Creative diversification is critical for ports to successfully get through difficult times - and its pursuit is driving the director of external affairs for the Georgia Ports Authority to new imaginative vistas.
Robert C. Morris, who leads communications efforts for Georgia's ports by day, is, by night, an accomplished watercolorist, carrying on a generations-old tradition of inspiring inventiveness in eras of economic challenge.
A couple years ago, after having retired palette and brush for decades as he concentrated on journalism, Mr. Morris began putting the formal art training of his youth to use again, providing his perspective to Georgia maritime images in paintings that have received acclaim while bringing him a little additional income.
"We need creative minds to look at these [port] facilities we have in different ways, particularly now, as we face the challenges we do," said Mr. Morris, whose brushstrokes capture what he described as "the harmony between this industry and the natural landscape."
Unlike the fact-focused press releases he's been grinding out for the past six years at his port authority day job and the news stories he wrote in prior years with the New Orleans Times-Picayune and Atlanta Journal-Constitution, the paintings demonstrate Mr. Morris' personal perception, applying training he received in high school at Sidwell Friends School in Washington and while studying studio art at Tulane University in New Orleans, from which he earned his journalism degree.
"Now that I've picked the brush up again, it's hard to put it down," Mr. Morris said. In June 2008, a Savannah gallery displayed 20 of his works, and his artistic talents continue to be in demand, including by a publisher who sought him out to illustrate historical writings.
Mr. Morris said being creative in hard times is in his heritage. One of his grandfathers, Joseph Upchurch, while serving as chief of staff to U.S. Sen.

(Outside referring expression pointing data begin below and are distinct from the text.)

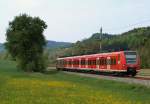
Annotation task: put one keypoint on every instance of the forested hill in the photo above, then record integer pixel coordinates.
(54, 44)
(50, 45)
(137, 39)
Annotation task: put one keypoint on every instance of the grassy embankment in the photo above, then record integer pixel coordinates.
(17, 87)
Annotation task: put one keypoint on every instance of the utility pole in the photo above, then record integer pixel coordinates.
(101, 33)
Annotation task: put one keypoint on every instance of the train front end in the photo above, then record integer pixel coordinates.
(132, 62)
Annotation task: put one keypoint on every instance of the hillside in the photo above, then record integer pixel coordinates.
(54, 44)
(50, 45)
(137, 39)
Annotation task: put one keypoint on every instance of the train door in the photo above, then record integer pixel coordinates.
(108, 63)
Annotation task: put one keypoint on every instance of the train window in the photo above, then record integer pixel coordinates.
(89, 62)
(94, 62)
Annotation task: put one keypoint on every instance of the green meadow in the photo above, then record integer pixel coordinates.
(18, 87)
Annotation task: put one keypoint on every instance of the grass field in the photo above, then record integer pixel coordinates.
(17, 87)
(144, 72)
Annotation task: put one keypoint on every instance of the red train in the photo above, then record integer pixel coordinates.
(126, 62)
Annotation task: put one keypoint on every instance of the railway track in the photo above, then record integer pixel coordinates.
(127, 79)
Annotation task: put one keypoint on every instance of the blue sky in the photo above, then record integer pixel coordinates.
(72, 20)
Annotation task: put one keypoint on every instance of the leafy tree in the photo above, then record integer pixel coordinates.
(25, 42)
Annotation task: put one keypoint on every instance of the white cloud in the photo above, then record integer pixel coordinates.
(27, 4)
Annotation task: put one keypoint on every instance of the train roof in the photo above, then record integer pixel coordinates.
(93, 55)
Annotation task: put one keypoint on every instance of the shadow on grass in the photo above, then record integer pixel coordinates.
(52, 71)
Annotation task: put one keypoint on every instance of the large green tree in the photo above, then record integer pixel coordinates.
(25, 42)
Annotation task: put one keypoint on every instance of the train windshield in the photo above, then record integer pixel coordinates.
(130, 57)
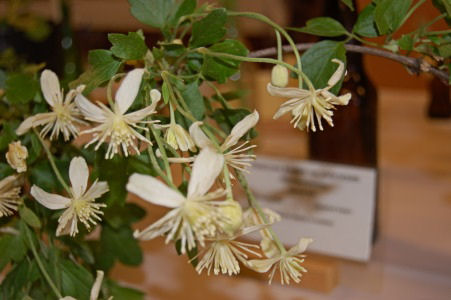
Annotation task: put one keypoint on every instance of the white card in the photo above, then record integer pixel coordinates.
(333, 204)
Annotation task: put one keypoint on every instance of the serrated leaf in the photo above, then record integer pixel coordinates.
(210, 29)
(103, 68)
(131, 46)
(349, 4)
(154, 13)
(220, 69)
(389, 14)
(121, 243)
(29, 217)
(194, 100)
(317, 62)
(20, 88)
(322, 26)
(365, 24)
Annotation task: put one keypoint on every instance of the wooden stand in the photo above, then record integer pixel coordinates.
(322, 275)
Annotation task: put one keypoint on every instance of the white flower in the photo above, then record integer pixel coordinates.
(193, 217)
(224, 253)
(9, 195)
(95, 290)
(16, 156)
(64, 115)
(81, 205)
(288, 263)
(237, 157)
(305, 105)
(114, 124)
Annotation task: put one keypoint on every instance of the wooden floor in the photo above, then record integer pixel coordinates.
(412, 258)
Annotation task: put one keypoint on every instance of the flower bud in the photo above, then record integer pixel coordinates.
(16, 156)
(279, 76)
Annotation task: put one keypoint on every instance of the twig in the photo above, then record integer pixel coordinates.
(416, 65)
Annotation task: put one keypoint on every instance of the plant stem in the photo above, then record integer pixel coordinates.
(52, 163)
(41, 265)
(254, 204)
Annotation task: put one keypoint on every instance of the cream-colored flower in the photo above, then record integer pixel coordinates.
(16, 156)
(306, 105)
(115, 125)
(178, 137)
(193, 217)
(95, 290)
(224, 253)
(289, 262)
(64, 116)
(81, 205)
(234, 157)
(9, 195)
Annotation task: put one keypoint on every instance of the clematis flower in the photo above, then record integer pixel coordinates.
(81, 205)
(64, 116)
(9, 195)
(16, 156)
(95, 290)
(235, 157)
(224, 253)
(193, 217)
(288, 263)
(306, 105)
(115, 125)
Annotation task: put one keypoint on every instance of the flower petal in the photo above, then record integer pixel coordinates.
(90, 111)
(335, 78)
(300, 247)
(128, 90)
(78, 175)
(206, 168)
(240, 129)
(50, 86)
(199, 137)
(154, 191)
(51, 201)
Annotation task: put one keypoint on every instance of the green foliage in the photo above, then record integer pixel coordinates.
(323, 26)
(365, 25)
(318, 65)
(389, 14)
(128, 47)
(210, 29)
(20, 88)
(219, 69)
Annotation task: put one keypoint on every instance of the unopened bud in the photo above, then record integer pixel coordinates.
(279, 76)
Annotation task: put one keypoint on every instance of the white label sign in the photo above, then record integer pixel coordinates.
(331, 203)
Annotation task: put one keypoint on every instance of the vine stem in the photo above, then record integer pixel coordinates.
(41, 265)
(254, 204)
(417, 65)
(52, 163)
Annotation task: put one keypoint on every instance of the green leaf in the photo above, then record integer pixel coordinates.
(389, 14)
(220, 69)
(322, 26)
(122, 244)
(124, 293)
(194, 100)
(349, 4)
(185, 8)
(20, 88)
(29, 217)
(131, 46)
(317, 63)
(154, 13)
(210, 29)
(365, 25)
(103, 67)
(76, 281)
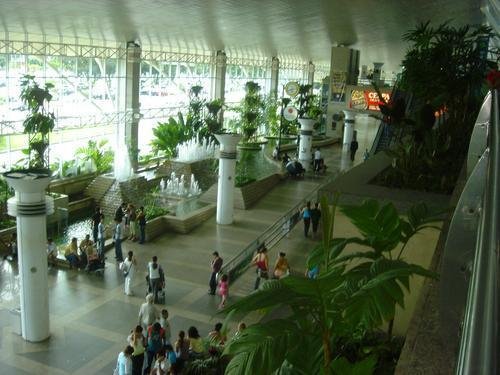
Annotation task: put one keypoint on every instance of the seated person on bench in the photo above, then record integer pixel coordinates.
(51, 250)
(94, 263)
(71, 253)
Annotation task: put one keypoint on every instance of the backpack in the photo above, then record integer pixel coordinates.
(154, 341)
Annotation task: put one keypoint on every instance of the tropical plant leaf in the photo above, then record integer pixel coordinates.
(262, 348)
(341, 366)
(379, 289)
(380, 226)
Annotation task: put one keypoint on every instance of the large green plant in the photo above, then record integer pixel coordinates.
(323, 319)
(307, 103)
(194, 118)
(97, 152)
(445, 66)
(168, 135)
(213, 124)
(39, 122)
(252, 111)
(271, 114)
(444, 69)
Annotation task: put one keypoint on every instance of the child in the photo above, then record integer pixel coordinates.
(165, 325)
(223, 290)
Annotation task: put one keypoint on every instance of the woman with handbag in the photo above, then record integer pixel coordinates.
(124, 362)
(261, 261)
(128, 268)
(137, 341)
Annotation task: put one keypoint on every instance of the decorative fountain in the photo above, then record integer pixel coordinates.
(195, 149)
(178, 187)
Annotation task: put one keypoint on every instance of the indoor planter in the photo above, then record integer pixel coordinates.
(309, 112)
(252, 113)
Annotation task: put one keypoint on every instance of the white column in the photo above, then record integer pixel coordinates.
(305, 146)
(275, 69)
(349, 122)
(310, 73)
(31, 206)
(227, 169)
(220, 80)
(377, 71)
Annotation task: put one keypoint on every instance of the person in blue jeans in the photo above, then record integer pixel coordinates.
(117, 237)
(306, 216)
(141, 219)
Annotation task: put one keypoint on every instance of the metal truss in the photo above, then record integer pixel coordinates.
(98, 120)
(243, 61)
(59, 49)
(177, 57)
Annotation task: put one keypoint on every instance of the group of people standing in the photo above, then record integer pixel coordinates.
(218, 280)
(126, 217)
(311, 215)
(152, 350)
(261, 263)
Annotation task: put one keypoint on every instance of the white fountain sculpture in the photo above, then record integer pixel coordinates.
(195, 149)
(176, 186)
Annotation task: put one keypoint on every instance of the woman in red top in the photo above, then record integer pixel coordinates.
(261, 261)
(223, 290)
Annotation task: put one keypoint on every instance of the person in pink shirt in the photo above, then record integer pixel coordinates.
(223, 290)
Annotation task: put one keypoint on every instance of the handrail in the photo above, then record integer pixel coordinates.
(480, 341)
(272, 235)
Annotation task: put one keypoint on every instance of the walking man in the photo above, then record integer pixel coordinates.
(156, 277)
(353, 148)
(117, 237)
(141, 219)
(101, 237)
(96, 218)
(216, 265)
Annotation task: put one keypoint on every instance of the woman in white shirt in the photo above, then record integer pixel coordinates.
(128, 268)
(124, 362)
(148, 313)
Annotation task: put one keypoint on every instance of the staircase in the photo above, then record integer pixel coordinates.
(98, 188)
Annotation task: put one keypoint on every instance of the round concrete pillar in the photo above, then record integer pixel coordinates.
(305, 146)
(227, 169)
(30, 206)
(349, 122)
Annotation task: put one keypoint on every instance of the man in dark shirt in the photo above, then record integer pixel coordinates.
(96, 219)
(120, 212)
(353, 148)
(216, 265)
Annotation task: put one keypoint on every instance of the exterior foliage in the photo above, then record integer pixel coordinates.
(100, 155)
(444, 70)
(252, 111)
(326, 323)
(39, 122)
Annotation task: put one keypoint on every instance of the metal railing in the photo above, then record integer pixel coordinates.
(480, 341)
(471, 259)
(273, 235)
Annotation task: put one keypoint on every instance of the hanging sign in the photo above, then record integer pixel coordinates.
(292, 88)
(290, 113)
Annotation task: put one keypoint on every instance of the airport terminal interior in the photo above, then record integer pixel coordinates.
(319, 177)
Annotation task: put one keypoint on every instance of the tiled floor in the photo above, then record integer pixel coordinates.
(91, 316)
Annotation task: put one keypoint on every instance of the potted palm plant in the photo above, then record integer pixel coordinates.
(40, 121)
(252, 113)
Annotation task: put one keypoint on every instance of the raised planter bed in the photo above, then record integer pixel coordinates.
(72, 185)
(178, 224)
(247, 195)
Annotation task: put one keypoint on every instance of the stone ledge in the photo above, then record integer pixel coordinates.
(185, 224)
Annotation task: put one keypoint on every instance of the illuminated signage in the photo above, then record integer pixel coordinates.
(367, 99)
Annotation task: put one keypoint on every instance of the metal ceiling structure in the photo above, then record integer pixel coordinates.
(291, 29)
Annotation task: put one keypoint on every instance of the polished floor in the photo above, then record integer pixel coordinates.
(91, 316)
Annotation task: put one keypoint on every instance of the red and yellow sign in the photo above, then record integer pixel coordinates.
(367, 99)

Robert Rice Reynolds, D-N.C., pioneered the idea of victory gardens and Army war shows during the Roosevelt administration and later invented what would become the mirrored disco ball. His step-grandfather, Thomas Briggs, founded Welcome Wagon in Memphis in 1928, putting housewives to productive work in their neighborhoods.
Of the late Mr. Upchurch, Mr. Morris said, "My grandfather used to say, 'In times like this, you've got to really think creatively, not only to look at things differently but to engage people.'
"It was," Mr. Morris added, "that kind of creative spirit and thinking that I heard about as a kid and have held near and dear."